The White House has called it the biggest tax cut in American history, but that’s not quite true.
While President Trump’s tax reform proposals announced Wednesday would be large, they would fall in third place as the biggest U.S. tax cut since 1940. That’s according to very rough estimates by the Committee for a Responsible Federal Budget, a nonpartisan group focused on reducing federal deficits and debt.
By the CRFB's estimates, President Trump’s tax plan – which is still very light on details and difficult to forecast with any accuracy – would cost about $5.5 trillion over a decade. As a nominal dollar amount, it’s true that might be the largest tax cut in history, but anyone who knows a little history knows it’s not accurate to compare historical dollar figures to today’s dollars because of inflation.

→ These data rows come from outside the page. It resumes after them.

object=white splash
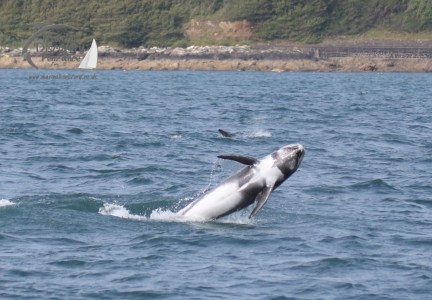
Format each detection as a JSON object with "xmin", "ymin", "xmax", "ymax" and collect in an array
[
  {"xmin": 246, "ymin": 129, "xmax": 272, "ymax": 138},
  {"xmin": 99, "ymin": 203, "xmax": 147, "ymax": 221},
  {"xmin": 150, "ymin": 208, "xmax": 207, "ymax": 222},
  {"xmin": 0, "ymin": 199, "xmax": 16, "ymax": 207}
]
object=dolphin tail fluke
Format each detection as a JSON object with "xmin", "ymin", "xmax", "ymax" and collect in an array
[
  {"xmin": 218, "ymin": 154, "xmax": 259, "ymax": 166},
  {"xmin": 249, "ymin": 186, "xmax": 273, "ymax": 219}
]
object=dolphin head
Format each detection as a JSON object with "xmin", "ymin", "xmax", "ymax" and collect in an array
[{"xmin": 271, "ymin": 144, "xmax": 305, "ymax": 179}]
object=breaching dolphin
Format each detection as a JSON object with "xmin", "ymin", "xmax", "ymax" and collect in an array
[{"xmin": 177, "ymin": 144, "xmax": 305, "ymax": 220}]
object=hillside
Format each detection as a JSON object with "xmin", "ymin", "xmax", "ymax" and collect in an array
[{"xmin": 0, "ymin": 0, "xmax": 432, "ymax": 48}]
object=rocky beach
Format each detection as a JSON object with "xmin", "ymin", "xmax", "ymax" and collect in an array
[{"xmin": 0, "ymin": 40, "xmax": 432, "ymax": 72}]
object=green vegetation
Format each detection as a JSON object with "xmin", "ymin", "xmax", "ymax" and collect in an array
[{"xmin": 0, "ymin": 0, "xmax": 432, "ymax": 48}]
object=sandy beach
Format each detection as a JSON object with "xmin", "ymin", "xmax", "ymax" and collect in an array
[{"xmin": 0, "ymin": 43, "xmax": 432, "ymax": 72}]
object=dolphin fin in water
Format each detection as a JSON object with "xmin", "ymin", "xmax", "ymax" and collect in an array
[
  {"xmin": 218, "ymin": 129, "xmax": 233, "ymax": 137},
  {"xmin": 249, "ymin": 186, "xmax": 273, "ymax": 219},
  {"xmin": 218, "ymin": 154, "xmax": 259, "ymax": 166}
]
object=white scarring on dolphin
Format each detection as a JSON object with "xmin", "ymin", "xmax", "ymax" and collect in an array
[{"xmin": 177, "ymin": 144, "xmax": 305, "ymax": 220}]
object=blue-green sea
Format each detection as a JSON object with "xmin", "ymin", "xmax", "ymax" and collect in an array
[{"xmin": 0, "ymin": 69, "xmax": 432, "ymax": 300}]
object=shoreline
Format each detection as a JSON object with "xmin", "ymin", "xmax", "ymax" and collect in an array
[{"xmin": 0, "ymin": 44, "xmax": 432, "ymax": 72}]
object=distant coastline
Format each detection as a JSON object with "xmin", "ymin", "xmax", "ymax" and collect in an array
[{"xmin": 0, "ymin": 41, "xmax": 432, "ymax": 72}]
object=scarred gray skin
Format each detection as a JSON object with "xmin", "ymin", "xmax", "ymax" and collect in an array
[{"xmin": 177, "ymin": 144, "xmax": 305, "ymax": 220}]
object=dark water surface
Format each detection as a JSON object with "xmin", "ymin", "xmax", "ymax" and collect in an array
[{"xmin": 0, "ymin": 70, "xmax": 432, "ymax": 299}]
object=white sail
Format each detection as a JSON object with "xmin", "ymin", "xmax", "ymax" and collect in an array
[{"xmin": 78, "ymin": 39, "xmax": 97, "ymax": 69}]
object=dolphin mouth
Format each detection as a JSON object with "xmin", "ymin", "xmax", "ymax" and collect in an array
[{"xmin": 283, "ymin": 144, "xmax": 305, "ymax": 169}]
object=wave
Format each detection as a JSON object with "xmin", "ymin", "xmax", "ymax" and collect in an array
[
  {"xmin": 245, "ymin": 129, "xmax": 272, "ymax": 138},
  {"xmin": 99, "ymin": 203, "xmax": 147, "ymax": 220},
  {"xmin": 0, "ymin": 199, "xmax": 16, "ymax": 207},
  {"xmin": 99, "ymin": 203, "xmax": 253, "ymax": 224}
]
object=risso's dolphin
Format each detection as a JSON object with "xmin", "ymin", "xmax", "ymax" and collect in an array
[{"xmin": 177, "ymin": 144, "xmax": 305, "ymax": 220}]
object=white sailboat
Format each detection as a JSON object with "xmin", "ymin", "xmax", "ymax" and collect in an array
[{"xmin": 78, "ymin": 39, "xmax": 97, "ymax": 69}]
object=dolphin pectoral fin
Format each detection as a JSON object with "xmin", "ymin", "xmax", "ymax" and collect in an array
[
  {"xmin": 249, "ymin": 186, "xmax": 273, "ymax": 219},
  {"xmin": 218, "ymin": 154, "xmax": 258, "ymax": 166}
]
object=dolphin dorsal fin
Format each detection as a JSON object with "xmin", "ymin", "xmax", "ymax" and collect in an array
[{"xmin": 218, "ymin": 154, "xmax": 258, "ymax": 166}]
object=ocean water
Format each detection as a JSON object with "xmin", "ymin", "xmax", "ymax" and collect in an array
[{"xmin": 0, "ymin": 70, "xmax": 432, "ymax": 299}]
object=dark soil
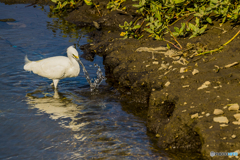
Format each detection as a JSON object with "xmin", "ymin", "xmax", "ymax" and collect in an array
[{"xmin": 1, "ymin": 0, "xmax": 240, "ymax": 159}]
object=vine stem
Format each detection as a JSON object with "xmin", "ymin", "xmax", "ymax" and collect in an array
[
  {"xmin": 195, "ymin": 30, "xmax": 240, "ymax": 56},
  {"xmin": 163, "ymin": 39, "xmax": 181, "ymax": 50}
]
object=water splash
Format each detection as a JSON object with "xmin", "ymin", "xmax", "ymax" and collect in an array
[{"xmin": 79, "ymin": 61, "xmax": 106, "ymax": 92}]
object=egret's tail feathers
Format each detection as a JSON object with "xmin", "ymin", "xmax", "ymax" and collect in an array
[
  {"xmin": 23, "ymin": 55, "xmax": 32, "ymax": 71},
  {"xmin": 24, "ymin": 55, "xmax": 31, "ymax": 64}
]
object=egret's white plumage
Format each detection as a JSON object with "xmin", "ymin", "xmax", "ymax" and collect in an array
[{"xmin": 24, "ymin": 46, "xmax": 80, "ymax": 88}]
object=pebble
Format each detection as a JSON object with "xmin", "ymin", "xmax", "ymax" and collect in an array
[
  {"xmin": 228, "ymin": 103, "xmax": 239, "ymax": 111},
  {"xmin": 232, "ymin": 134, "xmax": 237, "ymax": 139},
  {"xmin": 213, "ymin": 109, "xmax": 224, "ymax": 115},
  {"xmin": 213, "ymin": 116, "xmax": 229, "ymax": 123},
  {"xmin": 206, "ymin": 113, "xmax": 210, "ymax": 117},
  {"xmin": 233, "ymin": 113, "xmax": 240, "ymax": 121},
  {"xmin": 192, "ymin": 69, "xmax": 199, "ymax": 75},
  {"xmin": 233, "ymin": 121, "xmax": 240, "ymax": 125},
  {"xmin": 165, "ymin": 81, "xmax": 170, "ymax": 87},
  {"xmin": 198, "ymin": 81, "xmax": 211, "ymax": 90},
  {"xmin": 224, "ymin": 62, "xmax": 239, "ymax": 68},
  {"xmin": 220, "ymin": 124, "xmax": 228, "ymax": 127},
  {"xmin": 183, "ymin": 85, "xmax": 189, "ymax": 88},
  {"xmin": 191, "ymin": 113, "xmax": 198, "ymax": 119}
]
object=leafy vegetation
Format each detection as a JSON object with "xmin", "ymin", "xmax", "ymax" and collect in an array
[{"xmin": 122, "ymin": 0, "xmax": 240, "ymax": 49}]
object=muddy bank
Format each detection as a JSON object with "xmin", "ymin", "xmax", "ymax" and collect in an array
[
  {"xmin": 67, "ymin": 1, "xmax": 240, "ymax": 159},
  {"xmin": 2, "ymin": 0, "xmax": 240, "ymax": 159}
]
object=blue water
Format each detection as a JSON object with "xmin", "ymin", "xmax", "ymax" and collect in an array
[{"xmin": 0, "ymin": 3, "xmax": 165, "ymax": 160}]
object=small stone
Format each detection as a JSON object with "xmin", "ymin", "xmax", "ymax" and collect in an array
[
  {"xmin": 165, "ymin": 81, "xmax": 170, "ymax": 87},
  {"xmin": 198, "ymin": 81, "xmax": 211, "ymax": 90},
  {"xmin": 223, "ymin": 106, "xmax": 227, "ymax": 109},
  {"xmin": 192, "ymin": 69, "xmax": 199, "ymax": 75},
  {"xmin": 180, "ymin": 67, "xmax": 187, "ymax": 73},
  {"xmin": 228, "ymin": 103, "xmax": 239, "ymax": 111},
  {"xmin": 233, "ymin": 121, "xmax": 240, "ymax": 125},
  {"xmin": 224, "ymin": 62, "xmax": 239, "ymax": 68},
  {"xmin": 213, "ymin": 116, "xmax": 229, "ymax": 123},
  {"xmin": 213, "ymin": 109, "xmax": 224, "ymax": 115},
  {"xmin": 233, "ymin": 113, "xmax": 240, "ymax": 121},
  {"xmin": 191, "ymin": 113, "xmax": 198, "ymax": 119},
  {"xmin": 220, "ymin": 124, "xmax": 228, "ymax": 127}
]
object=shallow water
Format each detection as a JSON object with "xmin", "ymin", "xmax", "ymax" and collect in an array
[{"xmin": 0, "ymin": 3, "xmax": 168, "ymax": 160}]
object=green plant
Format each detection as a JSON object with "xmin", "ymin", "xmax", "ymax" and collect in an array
[
  {"xmin": 119, "ymin": 21, "xmax": 141, "ymax": 39},
  {"xmin": 118, "ymin": 0, "xmax": 240, "ymax": 48},
  {"xmin": 51, "ymin": 0, "xmax": 78, "ymax": 12}
]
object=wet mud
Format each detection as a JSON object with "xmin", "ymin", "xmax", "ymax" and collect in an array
[{"xmin": 1, "ymin": 0, "xmax": 240, "ymax": 159}]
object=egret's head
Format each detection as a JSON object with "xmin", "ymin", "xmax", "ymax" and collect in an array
[{"xmin": 67, "ymin": 46, "xmax": 79, "ymax": 60}]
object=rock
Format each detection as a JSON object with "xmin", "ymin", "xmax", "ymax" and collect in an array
[
  {"xmin": 228, "ymin": 103, "xmax": 239, "ymax": 111},
  {"xmin": 198, "ymin": 81, "xmax": 211, "ymax": 90},
  {"xmin": 206, "ymin": 113, "xmax": 210, "ymax": 117},
  {"xmin": 233, "ymin": 121, "xmax": 240, "ymax": 125},
  {"xmin": 213, "ymin": 116, "xmax": 229, "ymax": 123},
  {"xmin": 224, "ymin": 62, "xmax": 239, "ymax": 68},
  {"xmin": 182, "ymin": 85, "xmax": 189, "ymax": 88},
  {"xmin": 191, "ymin": 113, "xmax": 198, "ymax": 119},
  {"xmin": 180, "ymin": 67, "xmax": 187, "ymax": 73},
  {"xmin": 165, "ymin": 81, "xmax": 170, "ymax": 87},
  {"xmin": 233, "ymin": 113, "xmax": 240, "ymax": 121},
  {"xmin": 220, "ymin": 124, "xmax": 228, "ymax": 127},
  {"xmin": 232, "ymin": 134, "xmax": 237, "ymax": 139},
  {"xmin": 213, "ymin": 109, "xmax": 224, "ymax": 115},
  {"xmin": 192, "ymin": 69, "xmax": 199, "ymax": 75}
]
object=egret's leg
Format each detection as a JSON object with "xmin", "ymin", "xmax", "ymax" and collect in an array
[{"xmin": 53, "ymin": 79, "xmax": 59, "ymax": 88}]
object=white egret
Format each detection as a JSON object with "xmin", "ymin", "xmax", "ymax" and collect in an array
[{"xmin": 24, "ymin": 46, "xmax": 82, "ymax": 89}]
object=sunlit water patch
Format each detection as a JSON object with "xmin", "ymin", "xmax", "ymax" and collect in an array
[{"xmin": 0, "ymin": 3, "xmax": 168, "ymax": 160}]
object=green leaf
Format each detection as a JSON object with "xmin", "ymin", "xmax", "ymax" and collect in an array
[
  {"xmin": 188, "ymin": 23, "xmax": 196, "ymax": 31},
  {"xmin": 206, "ymin": 17, "xmax": 212, "ymax": 23},
  {"xmin": 144, "ymin": 28, "xmax": 154, "ymax": 34},
  {"xmin": 133, "ymin": 25, "xmax": 141, "ymax": 29},
  {"xmin": 84, "ymin": 0, "xmax": 93, "ymax": 6},
  {"xmin": 52, "ymin": 0, "xmax": 59, "ymax": 3},
  {"xmin": 174, "ymin": 27, "xmax": 179, "ymax": 33},
  {"xmin": 173, "ymin": 0, "xmax": 185, "ymax": 4}
]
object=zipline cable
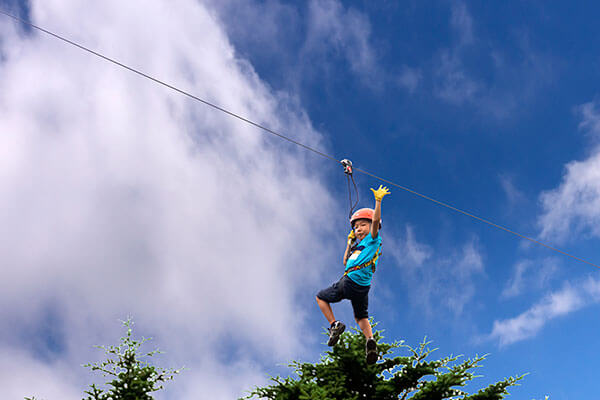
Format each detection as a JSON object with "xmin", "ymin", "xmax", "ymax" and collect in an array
[{"xmin": 0, "ymin": 9, "xmax": 600, "ymax": 269}]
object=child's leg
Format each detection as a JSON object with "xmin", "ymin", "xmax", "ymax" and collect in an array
[
  {"xmin": 317, "ymin": 296, "xmax": 338, "ymax": 325},
  {"xmin": 356, "ymin": 318, "xmax": 373, "ymax": 339}
]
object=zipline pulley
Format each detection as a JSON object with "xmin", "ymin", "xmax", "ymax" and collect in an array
[
  {"xmin": 340, "ymin": 158, "xmax": 353, "ymax": 175},
  {"xmin": 340, "ymin": 158, "xmax": 359, "ymax": 219}
]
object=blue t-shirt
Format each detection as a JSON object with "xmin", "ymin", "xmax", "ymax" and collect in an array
[{"xmin": 345, "ymin": 232, "xmax": 381, "ymax": 286}]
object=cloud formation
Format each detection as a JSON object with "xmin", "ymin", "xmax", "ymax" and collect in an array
[
  {"xmin": 501, "ymin": 258, "xmax": 558, "ymax": 299},
  {"xmin": 538, "ymin": 101, "xmax": 600, "ymax": 242},
  {"xmin": 386, "ymin": 225, "xmax": 485, "ymax": 316},
  {"xmin": 0, "ymin": 0, "xmax": 343, "ymax": 399},
  {"xmin": 489, "ymin": 278, "xmax": 600, "ymax": 346}
]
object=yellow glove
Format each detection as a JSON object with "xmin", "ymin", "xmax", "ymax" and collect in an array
[
  {"xmin": 371, "ymin": 185, "xmax": 390, "ymax": 201},
  {"xmin": 348, "ymin": 229, "xmax": 356, "ymax": 244}
]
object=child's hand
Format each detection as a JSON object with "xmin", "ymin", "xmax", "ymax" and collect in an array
[
  {"xmin": 348, "ymin": 229, "xmax": 356, "ymax": 244},
  {"xmin": 371, "ymin": 185, "xmax": 390, "ymax": 201}
]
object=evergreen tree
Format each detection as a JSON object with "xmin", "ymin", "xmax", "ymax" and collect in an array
[
  {"xmin": 244, "ymin": 329, "xmax": 523, "ymax": 400},
  {"xmin": 25, "ymin": 319, "xmax": 181, "ymax": 400}
]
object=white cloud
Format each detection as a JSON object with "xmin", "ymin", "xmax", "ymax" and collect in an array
[
  {"xmin": 433, "ymin": 1, "xmax": 560, "ymax": 115},
  {"xmin": 499, "ymin": 174, "xmax": 526, "ymax": 207},
  {"xmin": 489, "ymin": 278, "xmax": 600, "ymax": 346},
  {"xmin": 386, "ymin": 226, "xmax": 485, "ymax": 316},
  {"xmin": 450, "ymin": 1, "xmax": 474, "ymax": 45},
  {"xmin": 304, "ymin": 0, "xmax": 378, "ymax": 84},
  {"xmin": 538, "ymin": 102, "xmax": 600, "ymax": 241},
  {"xmin": 501, "ymin": 258, "xmax": 558, "ymax": 298},
  {"xmin": 0, "ymin": 0, "xmax": 343, "ymax": 399},
  {"xmin": 397, "ymin": 66, "xmax": 423, "ymax": 93}
]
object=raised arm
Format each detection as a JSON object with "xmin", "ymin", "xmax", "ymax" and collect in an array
[{"xmin": 371, "ymin": 185, "xmax": 390, "ymax": 239}]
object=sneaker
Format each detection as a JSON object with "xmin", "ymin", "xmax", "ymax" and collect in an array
[
  {"xmin": 365, "ymin": 338, "xmax": 379, "ymax": 364},
  {"xmin": 327, "ymin": 321, "xmax": 346, "ymax": 346}
]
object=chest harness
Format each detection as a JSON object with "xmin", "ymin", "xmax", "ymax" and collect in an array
[{"xmin": 344, "ymin": 245, "xmax": 381, "ymax": 276}]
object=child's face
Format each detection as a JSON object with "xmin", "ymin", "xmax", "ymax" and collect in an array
[{"xmin": 354, "ymin": 219, "xmax": 371, "ymax": 241}]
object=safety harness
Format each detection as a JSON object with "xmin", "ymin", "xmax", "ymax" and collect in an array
[
  {"xmin": 344, "ymin": 245, "xmax": 381, "ymax": 276},
  {"xmin": 340, "ymin": 159, "xmax": 381, "ymax": 276}
]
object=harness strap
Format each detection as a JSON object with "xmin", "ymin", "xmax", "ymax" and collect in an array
[{"xmin": 344, "ymin": 246, "xmax": 381, "ymax": 276}]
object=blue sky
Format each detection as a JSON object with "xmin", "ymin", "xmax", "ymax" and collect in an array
[
  {"xmin": 223, "ymin": 2, "xmax": 600, "ymax": 399},
  {"xmin": 0, "ymin": 0, "xmax": 600, "ymax": 399}
]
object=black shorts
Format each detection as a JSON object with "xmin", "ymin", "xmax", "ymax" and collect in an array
[{"xmin": 317, "ymin": 276, "xmax": 371, "ymax": 319}]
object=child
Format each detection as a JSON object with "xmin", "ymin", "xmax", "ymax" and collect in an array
[{"xmin": 317, "ymin": 186, "xmax": 390, "ymax": 364}]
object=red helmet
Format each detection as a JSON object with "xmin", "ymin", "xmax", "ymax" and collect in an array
[{"xmin": 350, "ymin": 208, "xmax": 381, "ymax": 228}]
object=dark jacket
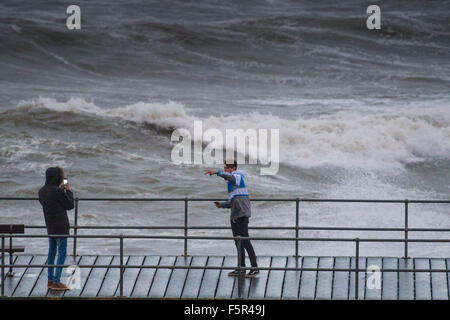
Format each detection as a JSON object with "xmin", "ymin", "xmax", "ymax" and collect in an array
[{"xmin": 39, "ymin": 167, "xmax": 74, "ymax": 234}]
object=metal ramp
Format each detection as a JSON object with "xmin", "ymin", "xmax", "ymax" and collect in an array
[{"xmin": 0, "ymin": 255, "xmax": 450, "ymax": 300}]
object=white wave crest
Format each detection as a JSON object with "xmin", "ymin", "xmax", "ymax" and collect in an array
[{"xmin": 14, "ymin": 98, "xmax": 450, "ymax": 169}]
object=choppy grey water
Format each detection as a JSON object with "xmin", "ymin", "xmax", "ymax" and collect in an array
[{"xmin": 0, "ymin": 0, "xmax": 450, "ymax": 256}]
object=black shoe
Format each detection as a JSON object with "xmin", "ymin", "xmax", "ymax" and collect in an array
[
  {"xmin": 228, "ymin": 270, "xmax": 245, "ymax": 277},
  {"xmin": 245, "ymin": 268, "xmax": 259, "ymax": 278}
]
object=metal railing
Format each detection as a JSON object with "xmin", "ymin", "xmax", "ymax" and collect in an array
[{"xmin": 0, "ymin": 198, "xmax": 450, "ymax": 299}]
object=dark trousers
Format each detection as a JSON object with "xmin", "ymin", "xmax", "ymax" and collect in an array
[
  {"xmin": 231, "ymin": 217, "xmax": 258, "ymax": 267},
  {"xmin": 47, "ymin": 237, "xmax": 67, "ymax": 282}
]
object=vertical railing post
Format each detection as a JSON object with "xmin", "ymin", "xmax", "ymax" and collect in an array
[
  {"xmin": 295, "ymin": 198, "xmax": 300, "ymax": 258},
  {"xmin": 404, "ymin": 199, "xmax": 408, "ymax": 259},
  {"xmin": 184, "ymin": 197, "xmax": 189, "ymax": 257},
  {"xmin": 119, "ymin": 234, "xmax": 123, "ymax": 297},
  {"xmin": 73, "ymin": 198, "xmax": 78, "ymax": 257},
  {"xmin": 355, "ymin": 238, "xmax": 359, "ymax": 300},
  {"xmin": 6, "ymin": 225, "xmax": 14, "ymax": 277},
  {"xmin": 237, "ymin": 236, "xmax": 243, "ymax": 298},
  {"xmin": 1, "ymin": 234, "xmax": 6, "ymax": 297}
]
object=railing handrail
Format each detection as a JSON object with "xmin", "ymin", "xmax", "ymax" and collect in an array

For that reason, the CRFB looked at the tax cuts relative to the size of the overall U.S. economy, i.e., tax cuts as a share of gross domestic product. Through that lens, the President's cuts would amount to about 2.3% of the country’s GDP over the next 10 years, the group estimates.
By that measure, two previous tax cuts were even larger than Trump’s proposal: The first was the 1981 tax cut enacted by President Ronald Reagan, and the second was in 1945, as lawmakers rolled back tax hikes used to fund World War II.
The Reagan tax cuts cost the country about 2.9% of GDP over four years, with costs rising even more over time. The second-largest cut, following WWII, cost the country about 2.7% of GDP in the year after it was enacted.
Regardless of its exact ranking in history, Trump’s tax plan has raised concerns among budget hawks as to how the government will be able to make up for such a large drop in revenue. Treasury Secretary Steven Mnuchin has said the plan will “pay for itself,” through faster economic growth and “reduction of different deductions and loopholes,” but the White House didn’t outline any specifics on those issues.
The CRFB notes that by its estimates, Trump's tax plan would lead the U.S. debt to rise to its highest point in history, and “no achievable amount of economic growth could finance it.”
“As it stands now, President Trump's tax cut would be among the largest in history, but it would not be the absolute largest,” the group said. Still, "that's bad news for the federal debt."